Wszystkim uczestnikom pogrzebu, także krewnym zmarłej, służbie zdrowia, która nie szczędziła wysiłków, by towarzyszyć jej w cierpieniu oraz przyjaciołom i dobroczyńcom klasztoru, podziękował w imieniu zakonu o. Szczepan Praśkiewicz, który jako były przełożony prowincjalny towarzyszył fundacji tarnowskiej od zarania jej dziejów. Nawiązał on do faktu, że m. Teresa zmarła w wigilię celebrowanego w Karmelu święta Przebicia Serca św. Teresy od Jezusa, widząc w tym fakcie niejako nadprzyrodzoną pieczęć samego Pana Boga, że to kochające Go serce, które każdym swoim uderzeniem powtarzało: „mój Jezu, ja Cię kocham”, zatrzymało się właśnie w dniu przywoływania przez liturgię karmelitańską mistycznego fenomenu przebicia serca św. Teresy, reformatorki zakonu.

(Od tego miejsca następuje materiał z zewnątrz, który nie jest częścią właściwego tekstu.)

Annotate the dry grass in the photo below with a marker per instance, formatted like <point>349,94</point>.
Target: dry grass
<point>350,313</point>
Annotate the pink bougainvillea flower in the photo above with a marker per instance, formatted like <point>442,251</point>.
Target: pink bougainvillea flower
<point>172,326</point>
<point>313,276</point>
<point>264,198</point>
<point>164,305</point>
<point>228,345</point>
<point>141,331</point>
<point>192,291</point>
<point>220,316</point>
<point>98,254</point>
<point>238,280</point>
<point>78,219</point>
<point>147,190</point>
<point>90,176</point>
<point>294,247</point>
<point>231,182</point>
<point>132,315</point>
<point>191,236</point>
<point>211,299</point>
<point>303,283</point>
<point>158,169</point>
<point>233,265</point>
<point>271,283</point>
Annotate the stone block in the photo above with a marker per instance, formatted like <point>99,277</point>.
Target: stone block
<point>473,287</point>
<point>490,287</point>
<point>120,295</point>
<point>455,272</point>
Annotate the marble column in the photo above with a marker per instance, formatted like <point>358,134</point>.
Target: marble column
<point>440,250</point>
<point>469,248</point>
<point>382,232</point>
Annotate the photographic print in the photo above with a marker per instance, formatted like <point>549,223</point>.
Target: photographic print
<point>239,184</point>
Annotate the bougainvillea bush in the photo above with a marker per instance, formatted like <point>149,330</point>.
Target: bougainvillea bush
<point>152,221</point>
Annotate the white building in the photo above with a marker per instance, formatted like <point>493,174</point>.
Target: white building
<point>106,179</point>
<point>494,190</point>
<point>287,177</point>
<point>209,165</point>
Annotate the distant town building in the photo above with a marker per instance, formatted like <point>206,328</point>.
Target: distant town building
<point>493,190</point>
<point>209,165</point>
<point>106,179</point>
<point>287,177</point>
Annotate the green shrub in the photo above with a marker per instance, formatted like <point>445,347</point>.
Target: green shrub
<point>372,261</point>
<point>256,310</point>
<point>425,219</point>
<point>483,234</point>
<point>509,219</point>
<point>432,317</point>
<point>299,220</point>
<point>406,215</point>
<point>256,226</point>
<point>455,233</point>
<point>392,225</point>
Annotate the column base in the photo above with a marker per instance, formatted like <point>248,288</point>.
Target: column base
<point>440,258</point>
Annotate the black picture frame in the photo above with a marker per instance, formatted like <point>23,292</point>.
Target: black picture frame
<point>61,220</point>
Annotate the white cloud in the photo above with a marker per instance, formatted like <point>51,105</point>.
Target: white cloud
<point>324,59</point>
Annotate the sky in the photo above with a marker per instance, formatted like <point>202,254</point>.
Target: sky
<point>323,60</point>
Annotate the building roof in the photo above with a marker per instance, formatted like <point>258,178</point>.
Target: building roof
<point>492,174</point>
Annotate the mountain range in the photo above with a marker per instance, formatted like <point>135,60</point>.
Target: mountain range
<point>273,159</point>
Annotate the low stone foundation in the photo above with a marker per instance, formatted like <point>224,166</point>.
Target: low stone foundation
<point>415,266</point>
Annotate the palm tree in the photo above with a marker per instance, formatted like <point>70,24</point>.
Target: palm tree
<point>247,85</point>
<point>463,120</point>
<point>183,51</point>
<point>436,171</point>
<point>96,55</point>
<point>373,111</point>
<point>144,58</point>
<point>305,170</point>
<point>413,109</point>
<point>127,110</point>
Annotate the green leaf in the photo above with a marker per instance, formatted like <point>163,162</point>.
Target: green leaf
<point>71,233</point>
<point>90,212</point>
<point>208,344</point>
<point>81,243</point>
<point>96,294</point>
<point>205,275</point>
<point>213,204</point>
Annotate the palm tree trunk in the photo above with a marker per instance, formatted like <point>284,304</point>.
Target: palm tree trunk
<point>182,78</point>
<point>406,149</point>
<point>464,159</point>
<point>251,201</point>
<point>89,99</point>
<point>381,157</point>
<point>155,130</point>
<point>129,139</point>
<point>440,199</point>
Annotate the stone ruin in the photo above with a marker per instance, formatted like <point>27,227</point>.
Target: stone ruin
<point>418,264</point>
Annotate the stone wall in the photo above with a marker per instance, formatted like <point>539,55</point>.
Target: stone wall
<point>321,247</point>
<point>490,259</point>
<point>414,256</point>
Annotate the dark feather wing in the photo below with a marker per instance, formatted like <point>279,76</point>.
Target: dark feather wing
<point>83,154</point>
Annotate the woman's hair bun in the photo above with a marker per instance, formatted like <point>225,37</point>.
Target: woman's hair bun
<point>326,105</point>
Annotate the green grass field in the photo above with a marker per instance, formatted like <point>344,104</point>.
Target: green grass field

Matka Teresa od Dzieciątka Jezus spoczęła jako pierwsza mniszka tarnowskiego Karmelu na cmentarzu sąsiadującym z klasztorem, w grobowcu usytuowanym przy grobowcach kapłańskich, gdzie oczekuje chwalebnego zmartwychwstania, jak głosi napis umieszczony tam u stóp figury Zmartwychwstałego Chrystusa, na co zechciał w swym pożegnalnym słowie zwrócić jeszcze uwagę ks. biskup ordynariusz.